彼我の境界を問いかける、多くの魅力に満ちたパラフィクションSF!!

小説としての多くの試みに溢れた作品です。
メタフィクションとパラフィクションを内包する構成、そして小説ジャンルそのものを越境していく手法には瞠目せざるを得ません。

本作品は読み手にさまざまな境界のあり方を問いかけます。それはライトノベルと純文学の境界であり、自己と他者の境界であり、読者と作者との境界であり、生と死の境界であり、現実と超現実の境界であり、彼と彼女と彼女(……と彼'と彼女'?)との境界でもあったりします。
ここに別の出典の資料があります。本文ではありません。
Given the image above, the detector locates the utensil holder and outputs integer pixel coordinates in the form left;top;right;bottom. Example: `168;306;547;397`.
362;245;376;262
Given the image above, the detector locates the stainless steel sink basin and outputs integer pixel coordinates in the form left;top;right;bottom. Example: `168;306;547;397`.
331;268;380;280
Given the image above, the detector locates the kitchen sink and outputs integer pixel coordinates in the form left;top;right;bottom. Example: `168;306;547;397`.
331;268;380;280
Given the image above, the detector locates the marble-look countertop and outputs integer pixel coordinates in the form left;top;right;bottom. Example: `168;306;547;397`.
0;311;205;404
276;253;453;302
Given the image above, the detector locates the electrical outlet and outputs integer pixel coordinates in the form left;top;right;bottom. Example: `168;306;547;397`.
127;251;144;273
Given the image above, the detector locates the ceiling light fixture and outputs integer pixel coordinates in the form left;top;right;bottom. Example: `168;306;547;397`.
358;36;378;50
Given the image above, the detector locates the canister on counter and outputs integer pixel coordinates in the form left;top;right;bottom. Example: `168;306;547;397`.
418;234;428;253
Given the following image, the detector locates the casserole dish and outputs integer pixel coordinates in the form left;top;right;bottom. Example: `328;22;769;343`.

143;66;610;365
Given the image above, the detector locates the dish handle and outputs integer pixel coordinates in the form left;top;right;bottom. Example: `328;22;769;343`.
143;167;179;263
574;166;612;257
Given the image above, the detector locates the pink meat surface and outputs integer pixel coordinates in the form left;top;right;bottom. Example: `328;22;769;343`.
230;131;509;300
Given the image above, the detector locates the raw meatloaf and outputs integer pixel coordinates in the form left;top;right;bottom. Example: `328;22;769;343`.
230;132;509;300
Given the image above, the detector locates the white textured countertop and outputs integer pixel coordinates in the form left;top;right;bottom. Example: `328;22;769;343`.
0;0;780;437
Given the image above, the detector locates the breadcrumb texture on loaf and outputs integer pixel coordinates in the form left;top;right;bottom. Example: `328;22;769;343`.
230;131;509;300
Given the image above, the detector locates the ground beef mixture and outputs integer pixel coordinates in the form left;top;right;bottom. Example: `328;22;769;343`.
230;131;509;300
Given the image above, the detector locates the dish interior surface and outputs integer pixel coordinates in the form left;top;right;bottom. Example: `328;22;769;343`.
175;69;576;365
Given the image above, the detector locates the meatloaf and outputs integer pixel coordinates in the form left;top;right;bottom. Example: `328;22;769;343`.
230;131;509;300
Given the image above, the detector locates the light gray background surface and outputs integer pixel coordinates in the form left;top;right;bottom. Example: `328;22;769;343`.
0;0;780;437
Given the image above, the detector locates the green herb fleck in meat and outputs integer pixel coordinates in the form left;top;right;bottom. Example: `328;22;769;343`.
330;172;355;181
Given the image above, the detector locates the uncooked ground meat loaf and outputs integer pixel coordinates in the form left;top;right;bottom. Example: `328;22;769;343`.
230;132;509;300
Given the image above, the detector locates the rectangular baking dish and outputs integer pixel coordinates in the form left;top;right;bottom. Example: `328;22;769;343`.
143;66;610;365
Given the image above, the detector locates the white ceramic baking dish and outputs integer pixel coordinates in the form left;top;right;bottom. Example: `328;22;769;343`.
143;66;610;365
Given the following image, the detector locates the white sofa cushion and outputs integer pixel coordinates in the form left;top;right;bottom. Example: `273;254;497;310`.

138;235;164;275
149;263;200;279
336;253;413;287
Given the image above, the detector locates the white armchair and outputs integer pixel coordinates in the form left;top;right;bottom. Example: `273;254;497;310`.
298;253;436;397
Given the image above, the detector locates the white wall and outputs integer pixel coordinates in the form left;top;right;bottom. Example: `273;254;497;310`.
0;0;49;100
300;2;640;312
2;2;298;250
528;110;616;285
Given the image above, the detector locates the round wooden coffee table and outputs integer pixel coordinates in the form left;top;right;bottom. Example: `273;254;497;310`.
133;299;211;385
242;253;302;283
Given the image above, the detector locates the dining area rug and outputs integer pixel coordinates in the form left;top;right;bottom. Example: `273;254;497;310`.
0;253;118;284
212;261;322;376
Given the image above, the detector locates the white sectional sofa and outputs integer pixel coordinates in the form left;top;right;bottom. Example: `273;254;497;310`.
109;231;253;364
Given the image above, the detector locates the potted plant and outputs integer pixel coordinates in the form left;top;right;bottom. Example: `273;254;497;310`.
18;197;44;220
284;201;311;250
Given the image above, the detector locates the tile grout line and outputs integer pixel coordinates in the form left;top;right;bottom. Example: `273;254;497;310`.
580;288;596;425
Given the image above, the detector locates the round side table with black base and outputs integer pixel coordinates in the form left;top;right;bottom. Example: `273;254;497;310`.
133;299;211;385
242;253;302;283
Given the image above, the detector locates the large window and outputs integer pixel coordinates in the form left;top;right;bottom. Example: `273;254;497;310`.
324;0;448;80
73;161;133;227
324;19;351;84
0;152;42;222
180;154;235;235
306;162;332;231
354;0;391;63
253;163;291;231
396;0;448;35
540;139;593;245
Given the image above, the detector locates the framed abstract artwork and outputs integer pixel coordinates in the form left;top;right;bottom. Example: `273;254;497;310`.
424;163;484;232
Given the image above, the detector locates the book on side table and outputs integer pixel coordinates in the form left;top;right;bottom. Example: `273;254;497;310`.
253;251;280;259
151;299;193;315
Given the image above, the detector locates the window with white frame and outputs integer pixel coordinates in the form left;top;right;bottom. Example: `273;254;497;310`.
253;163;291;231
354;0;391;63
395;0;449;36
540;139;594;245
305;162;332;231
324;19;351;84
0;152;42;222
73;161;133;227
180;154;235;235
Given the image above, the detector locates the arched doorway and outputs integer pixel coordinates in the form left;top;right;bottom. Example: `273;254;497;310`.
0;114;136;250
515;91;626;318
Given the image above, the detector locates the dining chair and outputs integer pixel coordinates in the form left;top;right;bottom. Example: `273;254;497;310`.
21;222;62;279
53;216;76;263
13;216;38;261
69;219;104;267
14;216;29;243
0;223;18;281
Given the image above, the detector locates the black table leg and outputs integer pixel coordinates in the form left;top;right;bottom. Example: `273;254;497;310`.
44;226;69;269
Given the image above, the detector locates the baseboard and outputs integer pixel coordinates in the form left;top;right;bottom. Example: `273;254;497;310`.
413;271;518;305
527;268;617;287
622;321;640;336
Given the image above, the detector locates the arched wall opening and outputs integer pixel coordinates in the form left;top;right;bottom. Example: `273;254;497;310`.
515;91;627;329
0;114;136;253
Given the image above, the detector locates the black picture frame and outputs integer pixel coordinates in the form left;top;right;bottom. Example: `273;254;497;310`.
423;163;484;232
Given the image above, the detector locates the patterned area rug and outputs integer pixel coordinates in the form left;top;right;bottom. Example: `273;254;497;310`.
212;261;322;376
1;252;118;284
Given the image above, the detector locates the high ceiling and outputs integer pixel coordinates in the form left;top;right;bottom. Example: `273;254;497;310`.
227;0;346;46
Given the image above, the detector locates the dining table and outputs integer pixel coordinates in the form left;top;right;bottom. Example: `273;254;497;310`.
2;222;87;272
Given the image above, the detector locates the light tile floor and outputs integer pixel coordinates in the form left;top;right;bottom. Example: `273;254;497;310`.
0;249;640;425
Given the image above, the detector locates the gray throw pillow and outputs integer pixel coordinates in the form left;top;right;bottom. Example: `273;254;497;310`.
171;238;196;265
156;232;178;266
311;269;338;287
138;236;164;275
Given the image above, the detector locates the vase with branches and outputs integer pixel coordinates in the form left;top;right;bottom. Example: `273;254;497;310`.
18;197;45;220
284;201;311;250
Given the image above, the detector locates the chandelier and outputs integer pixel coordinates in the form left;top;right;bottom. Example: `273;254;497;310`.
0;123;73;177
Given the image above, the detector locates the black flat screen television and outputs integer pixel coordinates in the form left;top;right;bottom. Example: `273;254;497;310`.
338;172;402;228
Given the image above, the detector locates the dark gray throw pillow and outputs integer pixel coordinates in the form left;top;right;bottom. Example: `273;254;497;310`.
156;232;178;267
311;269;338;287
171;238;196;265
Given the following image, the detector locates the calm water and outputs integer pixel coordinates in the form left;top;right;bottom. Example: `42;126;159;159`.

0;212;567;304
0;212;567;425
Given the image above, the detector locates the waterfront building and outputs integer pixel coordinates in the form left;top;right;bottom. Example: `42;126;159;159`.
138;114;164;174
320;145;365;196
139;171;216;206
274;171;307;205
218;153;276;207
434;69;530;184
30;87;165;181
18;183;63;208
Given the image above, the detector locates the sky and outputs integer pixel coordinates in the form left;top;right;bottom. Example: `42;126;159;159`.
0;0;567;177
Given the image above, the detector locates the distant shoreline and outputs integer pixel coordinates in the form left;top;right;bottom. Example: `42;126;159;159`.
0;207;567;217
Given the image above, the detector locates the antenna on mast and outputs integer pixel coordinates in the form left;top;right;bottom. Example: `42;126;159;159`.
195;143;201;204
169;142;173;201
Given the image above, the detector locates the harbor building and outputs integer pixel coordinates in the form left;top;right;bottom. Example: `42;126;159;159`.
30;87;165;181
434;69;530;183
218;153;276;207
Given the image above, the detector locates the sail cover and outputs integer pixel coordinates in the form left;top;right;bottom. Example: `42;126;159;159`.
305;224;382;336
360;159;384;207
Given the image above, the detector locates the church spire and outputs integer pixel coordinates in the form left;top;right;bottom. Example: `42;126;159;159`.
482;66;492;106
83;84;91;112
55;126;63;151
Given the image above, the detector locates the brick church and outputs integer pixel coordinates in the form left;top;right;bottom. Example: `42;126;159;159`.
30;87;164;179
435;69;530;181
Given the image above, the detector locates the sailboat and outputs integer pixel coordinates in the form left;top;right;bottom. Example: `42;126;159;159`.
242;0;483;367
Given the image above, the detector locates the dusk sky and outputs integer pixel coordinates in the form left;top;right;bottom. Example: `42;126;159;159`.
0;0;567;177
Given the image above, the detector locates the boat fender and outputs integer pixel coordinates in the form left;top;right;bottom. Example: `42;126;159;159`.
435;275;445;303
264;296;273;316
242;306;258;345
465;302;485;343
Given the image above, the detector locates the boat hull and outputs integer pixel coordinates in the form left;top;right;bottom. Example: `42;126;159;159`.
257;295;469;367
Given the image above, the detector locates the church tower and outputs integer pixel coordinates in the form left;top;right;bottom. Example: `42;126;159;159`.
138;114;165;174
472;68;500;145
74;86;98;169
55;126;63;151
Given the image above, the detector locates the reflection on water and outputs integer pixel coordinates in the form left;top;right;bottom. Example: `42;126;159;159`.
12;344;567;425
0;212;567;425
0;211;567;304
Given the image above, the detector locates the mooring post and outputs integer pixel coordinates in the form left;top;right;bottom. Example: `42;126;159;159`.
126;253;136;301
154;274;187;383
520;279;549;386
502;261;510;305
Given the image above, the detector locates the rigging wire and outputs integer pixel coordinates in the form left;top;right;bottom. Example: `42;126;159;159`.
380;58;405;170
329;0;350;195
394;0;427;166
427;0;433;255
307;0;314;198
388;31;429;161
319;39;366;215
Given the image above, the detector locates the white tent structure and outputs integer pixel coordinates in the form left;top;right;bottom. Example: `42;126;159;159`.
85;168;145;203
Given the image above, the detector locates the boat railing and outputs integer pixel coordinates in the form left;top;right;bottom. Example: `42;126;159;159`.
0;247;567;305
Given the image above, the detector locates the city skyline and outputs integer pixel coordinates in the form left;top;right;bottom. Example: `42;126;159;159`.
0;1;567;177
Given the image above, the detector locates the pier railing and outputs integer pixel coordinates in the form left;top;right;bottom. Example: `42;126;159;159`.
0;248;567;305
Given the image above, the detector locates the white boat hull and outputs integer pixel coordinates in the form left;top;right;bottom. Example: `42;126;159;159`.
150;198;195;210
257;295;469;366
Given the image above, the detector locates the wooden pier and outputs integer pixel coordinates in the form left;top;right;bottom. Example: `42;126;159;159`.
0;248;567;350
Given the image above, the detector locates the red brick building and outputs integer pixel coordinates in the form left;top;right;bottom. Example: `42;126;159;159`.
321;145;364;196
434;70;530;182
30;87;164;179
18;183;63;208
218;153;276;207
加えてキャラクター小説としての魅力も備え合わせており、純文学作家としてデビューしたものの創作的な難局に直面する主人公、情報工学の研究に没頭する中で主人公に関心を示す美少女科学者、主人公の許嫁で知的かつ高飛車な良家のお嬢様……と、ライトノベル的な興味へのトリガーにも事欠きません。また、AIを題材としたSF的設定のつくり込みも緻密です。

同時に若手作家の苦悩を主軸としたいわゆるお仕事小説としても楽しむことができ、そういった意味では小説を書いている方にこそ(もちろん純粋に読者として楽しみたい方にも)お勧めしたい作品と言えるかもしれません。作者様の持ち味である幻想小説的な文体も独特な読後感を残します。